To ward off this indictment, you grasped the charge that ID was nothing but creationism in disguise. In 1987 the Supreme Court ruled that creationism may not be taught in public schools. Identifying ID with creationism got you off the hook. You could benefit from their decision and authority to exclude the teaching of ID in the science class rooms of public schools.
But when you forbade the teaching of ID in high school science classes, you prevented teenagers from hearing about intelligent designs in nature that presuppose intelligence. That was an injustice to those young people who are being brainwashed by instructors of revealed religions at home and churches or synagogues or mosques.
I recall my teenage environment totally immersed in Catholicism. About God and religion I knew nothing other than what my parents, nuns and priests taught me. So in making choices for my career and preparing for it, the profession of priesthood appeared like the most noble. That's what I chose and became its captive for many years.
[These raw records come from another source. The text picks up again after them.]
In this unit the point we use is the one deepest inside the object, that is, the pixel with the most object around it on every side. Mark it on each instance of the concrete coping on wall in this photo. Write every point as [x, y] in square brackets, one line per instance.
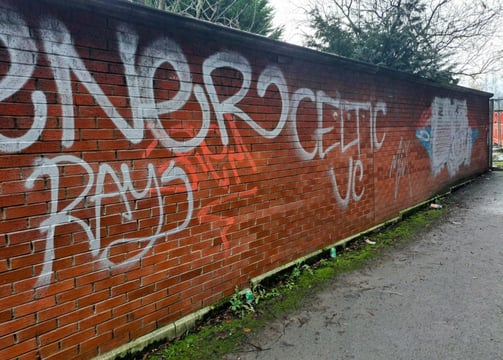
[280, 52]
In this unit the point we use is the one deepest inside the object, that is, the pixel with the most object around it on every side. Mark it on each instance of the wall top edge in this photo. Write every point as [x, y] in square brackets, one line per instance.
[122, 9]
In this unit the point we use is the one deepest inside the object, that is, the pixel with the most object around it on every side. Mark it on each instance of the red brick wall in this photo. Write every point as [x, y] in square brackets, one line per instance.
[498, 128]
[150, 163]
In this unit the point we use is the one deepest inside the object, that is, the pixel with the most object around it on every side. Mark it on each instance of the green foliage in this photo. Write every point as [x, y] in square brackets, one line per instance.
[391, 34]
[216, 340]
[254, 16]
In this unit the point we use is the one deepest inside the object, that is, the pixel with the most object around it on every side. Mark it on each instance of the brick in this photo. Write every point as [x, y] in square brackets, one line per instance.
[18, 349]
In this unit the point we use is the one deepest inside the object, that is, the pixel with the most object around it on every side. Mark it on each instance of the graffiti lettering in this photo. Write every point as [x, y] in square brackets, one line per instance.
[400, 165]
[114, 182]
[50, 168]
[447, 136]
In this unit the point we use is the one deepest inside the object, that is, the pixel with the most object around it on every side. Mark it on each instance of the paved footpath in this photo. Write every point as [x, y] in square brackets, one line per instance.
[439, 297]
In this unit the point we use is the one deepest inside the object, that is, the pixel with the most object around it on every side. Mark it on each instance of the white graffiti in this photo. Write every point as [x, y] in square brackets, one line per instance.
[343, 112]
[126, 193]
[448, 138]
[400, 166]
[145, 115]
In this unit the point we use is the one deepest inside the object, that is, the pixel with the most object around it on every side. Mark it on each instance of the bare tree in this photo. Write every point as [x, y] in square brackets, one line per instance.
[440, 39]
[248, 15]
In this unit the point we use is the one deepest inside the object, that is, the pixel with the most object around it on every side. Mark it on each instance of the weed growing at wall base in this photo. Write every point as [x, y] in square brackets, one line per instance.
[229, 329]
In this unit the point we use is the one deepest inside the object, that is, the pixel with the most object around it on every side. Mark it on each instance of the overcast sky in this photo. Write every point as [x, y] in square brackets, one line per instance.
[290, 14]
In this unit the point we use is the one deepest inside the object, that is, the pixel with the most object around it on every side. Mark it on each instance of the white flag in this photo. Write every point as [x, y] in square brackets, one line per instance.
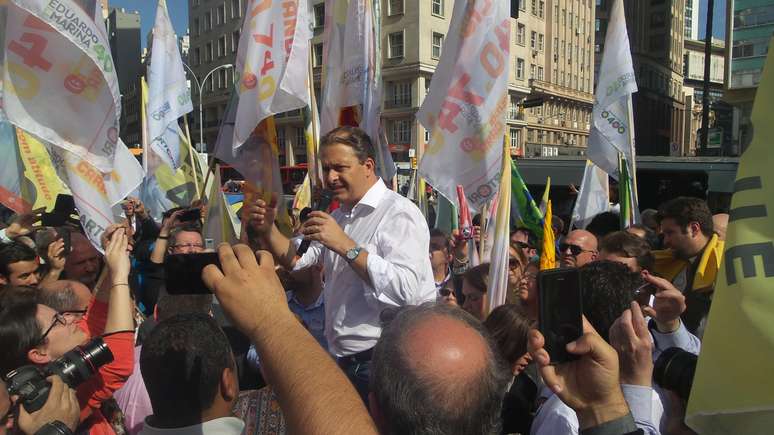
[611, 127]
[59, 80]
[168, 95]
[96, 193]
[593, 198]
[272, 60]
[465, 108]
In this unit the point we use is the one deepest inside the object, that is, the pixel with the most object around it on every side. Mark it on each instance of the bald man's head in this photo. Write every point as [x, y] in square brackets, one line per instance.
[434, 370]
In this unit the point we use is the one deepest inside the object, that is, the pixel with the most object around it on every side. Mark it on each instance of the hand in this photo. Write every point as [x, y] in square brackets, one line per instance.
[55, 255]
[589, 385]
[117, 256]
[259, 215]
[631, 338]
[62, 405]
[668, 304]
[249, 290]
[321, 227]
[21, 225]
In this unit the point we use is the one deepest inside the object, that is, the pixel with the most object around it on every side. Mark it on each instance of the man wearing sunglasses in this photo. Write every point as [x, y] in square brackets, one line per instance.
[578, 249]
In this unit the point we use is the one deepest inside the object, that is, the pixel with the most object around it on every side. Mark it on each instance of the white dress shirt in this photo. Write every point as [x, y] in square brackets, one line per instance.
[395, 234]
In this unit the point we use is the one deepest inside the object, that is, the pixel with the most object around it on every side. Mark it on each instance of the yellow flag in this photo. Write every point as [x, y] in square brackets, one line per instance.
[733, 391]
[548, 253]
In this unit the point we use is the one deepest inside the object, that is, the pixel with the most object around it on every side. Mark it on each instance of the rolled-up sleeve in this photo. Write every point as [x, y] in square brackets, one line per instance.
[400, 269]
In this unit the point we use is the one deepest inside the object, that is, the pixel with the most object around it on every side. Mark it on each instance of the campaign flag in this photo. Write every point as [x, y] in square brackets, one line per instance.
[740, 328]
[168, 95]
[527, 213]
[593, 198]
[95, 193]
[500, 237]
[465, 107]
[59, 79]
[548, 251]
[612, 127]
[272, 62]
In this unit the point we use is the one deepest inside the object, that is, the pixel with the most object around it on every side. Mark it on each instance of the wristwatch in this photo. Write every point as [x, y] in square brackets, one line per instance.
[352, 254]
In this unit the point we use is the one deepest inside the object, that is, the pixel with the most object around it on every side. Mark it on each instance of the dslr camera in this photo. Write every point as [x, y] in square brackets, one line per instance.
[30, 384]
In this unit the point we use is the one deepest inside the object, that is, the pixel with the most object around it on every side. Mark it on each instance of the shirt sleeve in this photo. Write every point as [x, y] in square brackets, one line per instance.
[111, 376]
[396, 271]
[640, 400]
[681, 338]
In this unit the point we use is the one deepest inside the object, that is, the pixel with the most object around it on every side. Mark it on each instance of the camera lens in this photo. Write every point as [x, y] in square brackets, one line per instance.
[674, 370]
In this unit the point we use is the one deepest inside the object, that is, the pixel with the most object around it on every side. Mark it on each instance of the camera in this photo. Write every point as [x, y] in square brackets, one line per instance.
[30, 384]
[674, 370]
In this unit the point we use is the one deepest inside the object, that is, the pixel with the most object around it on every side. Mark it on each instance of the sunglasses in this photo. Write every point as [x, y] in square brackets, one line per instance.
[574, 249]
[58, 319]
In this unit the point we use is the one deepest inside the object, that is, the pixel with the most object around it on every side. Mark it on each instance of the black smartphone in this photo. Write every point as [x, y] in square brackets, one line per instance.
[192, 214]
[561, 311]
[183, 272]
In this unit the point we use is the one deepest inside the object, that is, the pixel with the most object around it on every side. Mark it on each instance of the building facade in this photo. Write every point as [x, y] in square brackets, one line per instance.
[750, 25]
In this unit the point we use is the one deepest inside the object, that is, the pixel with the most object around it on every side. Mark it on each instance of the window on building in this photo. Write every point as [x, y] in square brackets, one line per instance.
[395, 7]
[437, 44]
[437, 7]
[521, 31]
[396, 45]
[236, 8]
[319, 15]
[399, 94]
[400, 131]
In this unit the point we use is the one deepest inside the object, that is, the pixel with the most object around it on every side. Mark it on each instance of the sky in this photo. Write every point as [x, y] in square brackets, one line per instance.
[178, 13]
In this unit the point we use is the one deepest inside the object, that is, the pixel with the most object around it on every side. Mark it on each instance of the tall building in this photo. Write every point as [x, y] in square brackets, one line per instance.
[123, 29]
[750, 25]
[656, 33]
[413, 33]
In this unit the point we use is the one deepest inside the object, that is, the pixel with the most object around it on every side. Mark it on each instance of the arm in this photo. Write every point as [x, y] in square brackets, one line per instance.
[314, 394]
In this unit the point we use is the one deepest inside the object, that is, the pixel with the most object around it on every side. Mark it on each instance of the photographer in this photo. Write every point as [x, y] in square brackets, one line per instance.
[36, 334]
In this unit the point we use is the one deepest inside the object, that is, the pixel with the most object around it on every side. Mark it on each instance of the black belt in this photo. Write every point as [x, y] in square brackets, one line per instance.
[356, 358]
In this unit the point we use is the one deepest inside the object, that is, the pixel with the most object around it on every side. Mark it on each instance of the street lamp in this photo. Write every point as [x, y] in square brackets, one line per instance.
[201, 88]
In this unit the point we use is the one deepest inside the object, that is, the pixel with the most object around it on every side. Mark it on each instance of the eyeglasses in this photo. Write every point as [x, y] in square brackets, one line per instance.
[574, 249]
[58, 319]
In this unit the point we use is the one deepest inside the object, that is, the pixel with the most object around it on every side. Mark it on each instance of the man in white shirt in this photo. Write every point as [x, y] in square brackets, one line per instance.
[372, 250]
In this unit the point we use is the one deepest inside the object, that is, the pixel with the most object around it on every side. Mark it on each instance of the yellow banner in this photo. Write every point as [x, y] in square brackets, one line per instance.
[733, 391]
[44, 185]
Today's teenagers are also preparing for their future. Millions of them are born and bred in religious families and in places of worship where they hear only about God as revealed in the Bible or the Koran. There God is revealed as the creator of the universe which includes the earth in which we live.
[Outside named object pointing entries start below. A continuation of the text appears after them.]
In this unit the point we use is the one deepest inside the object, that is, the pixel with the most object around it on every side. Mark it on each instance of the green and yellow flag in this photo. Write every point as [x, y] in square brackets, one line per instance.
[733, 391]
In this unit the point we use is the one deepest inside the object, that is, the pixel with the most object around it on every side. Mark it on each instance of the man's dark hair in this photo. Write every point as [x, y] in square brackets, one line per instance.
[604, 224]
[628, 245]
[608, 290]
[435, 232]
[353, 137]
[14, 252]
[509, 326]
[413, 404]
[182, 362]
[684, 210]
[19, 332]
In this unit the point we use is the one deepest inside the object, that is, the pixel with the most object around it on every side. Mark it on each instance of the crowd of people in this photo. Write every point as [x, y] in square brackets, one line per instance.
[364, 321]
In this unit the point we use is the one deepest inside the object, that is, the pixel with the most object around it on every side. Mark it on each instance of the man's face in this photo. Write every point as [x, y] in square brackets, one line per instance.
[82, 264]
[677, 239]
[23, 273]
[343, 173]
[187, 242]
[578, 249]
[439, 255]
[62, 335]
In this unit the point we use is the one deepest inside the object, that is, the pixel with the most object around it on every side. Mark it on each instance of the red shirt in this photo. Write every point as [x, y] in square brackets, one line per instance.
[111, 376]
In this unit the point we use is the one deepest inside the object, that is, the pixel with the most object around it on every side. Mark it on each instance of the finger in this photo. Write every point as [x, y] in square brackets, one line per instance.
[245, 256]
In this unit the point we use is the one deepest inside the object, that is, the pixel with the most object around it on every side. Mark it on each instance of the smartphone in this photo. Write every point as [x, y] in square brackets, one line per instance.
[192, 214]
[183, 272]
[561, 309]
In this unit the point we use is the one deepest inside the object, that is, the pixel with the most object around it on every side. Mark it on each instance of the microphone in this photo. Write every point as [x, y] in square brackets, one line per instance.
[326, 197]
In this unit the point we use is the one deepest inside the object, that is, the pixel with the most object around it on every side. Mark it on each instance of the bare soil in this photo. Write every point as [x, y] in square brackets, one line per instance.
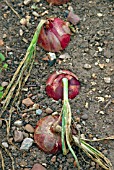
[91, 43]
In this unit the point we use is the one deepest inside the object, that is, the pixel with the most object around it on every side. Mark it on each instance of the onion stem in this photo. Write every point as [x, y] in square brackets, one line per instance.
[66, 122]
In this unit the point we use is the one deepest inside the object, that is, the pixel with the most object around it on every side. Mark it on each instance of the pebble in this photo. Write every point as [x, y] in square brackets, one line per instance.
[73, 18]
[23, 163]
[92, 163]
[1, 42]
[5, 144]
[78, 126]
[87, 66]
[26, 2]
[18, 123]
[99, 49]
[38, 112]
[84, 116]
[86, 105]
[51, 56]
[49, 111]
[27, 102]
[0, 123]
[64, 56]
[107, 80]
[102, 112]
[107, 60]
[18, 136]
[100, 99]
[23, 21]
[20, 32]
[38, 167]
[101, 66]
[77, 119]
[26, 144]
[29, 128]
[35, 14]
[53, 159]
[4, 84]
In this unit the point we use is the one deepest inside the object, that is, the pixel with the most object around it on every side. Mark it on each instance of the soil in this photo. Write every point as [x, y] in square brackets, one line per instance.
[91, 43]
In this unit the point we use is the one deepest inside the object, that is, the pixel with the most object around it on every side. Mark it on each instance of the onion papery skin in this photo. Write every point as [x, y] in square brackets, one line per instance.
[57, 2]
[45, 137]
[54, 35]
[54, 85]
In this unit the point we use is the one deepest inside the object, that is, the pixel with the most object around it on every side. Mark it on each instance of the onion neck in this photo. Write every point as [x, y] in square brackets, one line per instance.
[65, 89]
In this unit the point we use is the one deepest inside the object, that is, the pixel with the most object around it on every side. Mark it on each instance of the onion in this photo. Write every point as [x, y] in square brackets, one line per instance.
[45, 137]
[54, 35]
[54, 85]
[57, 2]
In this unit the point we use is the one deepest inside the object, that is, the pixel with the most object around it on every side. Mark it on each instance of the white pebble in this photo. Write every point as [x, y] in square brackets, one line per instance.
[26, 2]
[26, 144]
[87, 66]
[99, 14]
[18, 123]
[107, 79]
[35, 14]
[100, 49]
[5, 144]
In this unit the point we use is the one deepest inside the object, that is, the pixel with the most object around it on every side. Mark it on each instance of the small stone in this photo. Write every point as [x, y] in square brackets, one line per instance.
[53, 159]
[94, 76]
[78, 126]
[64, 56]
[0, 123]
[35, 14]
[52, 56]
[84, 116]
[77, 119]
[27, 102]
[38, 167]
[101, 66]
[49, 111]
[38, 112]
[20, 32]
[101, 112]
[1, 42]
[4, 84]
[26, 2]
[73, 18]
[23, 163]
[92, 163]
[18, 123]
[100, 99]
[26, 144]
[107, 80]
[87, 66]
[5, 144]
[105, 152]
[107, 60]
[29, 128]
[99, 14]
[99, 49]
[23, 21]
[90, 136]
[18, 136]
[86, 105]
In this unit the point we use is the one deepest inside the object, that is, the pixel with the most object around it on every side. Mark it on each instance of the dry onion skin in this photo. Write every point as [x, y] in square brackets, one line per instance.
[45, 137]
[54, 35]
[57, 2]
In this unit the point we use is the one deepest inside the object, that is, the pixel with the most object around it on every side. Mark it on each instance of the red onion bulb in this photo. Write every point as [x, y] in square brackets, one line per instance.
[54, 35]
For centuries, religions caused conflict, persecution, and wars. To avoid that in our country, the constitution forbids the promotion of any religion in its laws and institutions.
In March 1925, the State of Tennessee forbade the teaching of evolution in public schools. Months later one teacher, John Scopes, ignored that prohibition and taught evolution in his class. The court found him guilty and fined him.
Later in the year, after a famous debate, the state allowed the teaching of evolution in public schools.
In 1987, the U.S.Supreme Court ruled that states cannot require public schools to balance evolution lessons by teaching creationism.
I have a feeling that history will repeat itself with a twist. This year, your court ruled that public school boards in your district cannot require the science teacher to balance evolution lessons by teaching or simply mentioning the theory of Intelligent Design.
While regretting your ruling against the teaching of ID in science classes, I am confident that the truth of ID will win out and its teaching in science classes will resume somewhere in the country. But next time, when it's challenged in court, perhaps in the Supreme Court, ID will be allowed in the science class - not to replace the valid theory of evolution but to complement it with another facet of the universe. That will be a great day for teenagers in science classrooms. Those youngsters need and deserve to know the whole truth about nature.